Fiction: At the third stroke

(As there has been discussion of ‘Daylight Saving Time’ on other blogs lately, I thought I would offer this little twiddle.  Pedants might like to notice that it actually refers to the last equinox, of course, not this one.  Spring forward, fall back and all that.)

Mistress Valerie strode out of Her dungeon carrying a cane, and knocked gently on the door of the next room.  “Are You going to be ready to go soon?”
Her friend Sandra stuck a puzzled-looking head around the door.  “We’re not going to leave for an hour yet, surely?  It doesn’t start until eight.”
“But it’s nearly seven already” Mistress Valerie said.
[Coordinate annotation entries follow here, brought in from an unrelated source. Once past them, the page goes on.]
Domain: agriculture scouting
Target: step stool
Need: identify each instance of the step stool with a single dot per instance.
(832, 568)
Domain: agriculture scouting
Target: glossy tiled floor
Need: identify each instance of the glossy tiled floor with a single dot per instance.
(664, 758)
“No it isn’t” Sandra replied.  “It’s not even six o’clock yet.”  She thought for a moment.  “You do know the clocks went back last night, don’t you?”
“I…” Mistress Valerie began, then stopped. “Oh.  No, I forgot.”  She said.  “So We’ve got plenty of time.”
“That’s right” Sandra replied cheerfully, closing the door again.
“And servitor wasn’t an hour late…” Mistress Valerie mused to Herself , looking down at the cane in Her hand.  She swished it back and forth a few times, thoughtfully.
“Oh well”, She said, to no one in particular.  “I don’t suppose it did him any long term harm.  I’ve started so I might as well finish.”
And, cane at the ready, She strode back into the dungeon.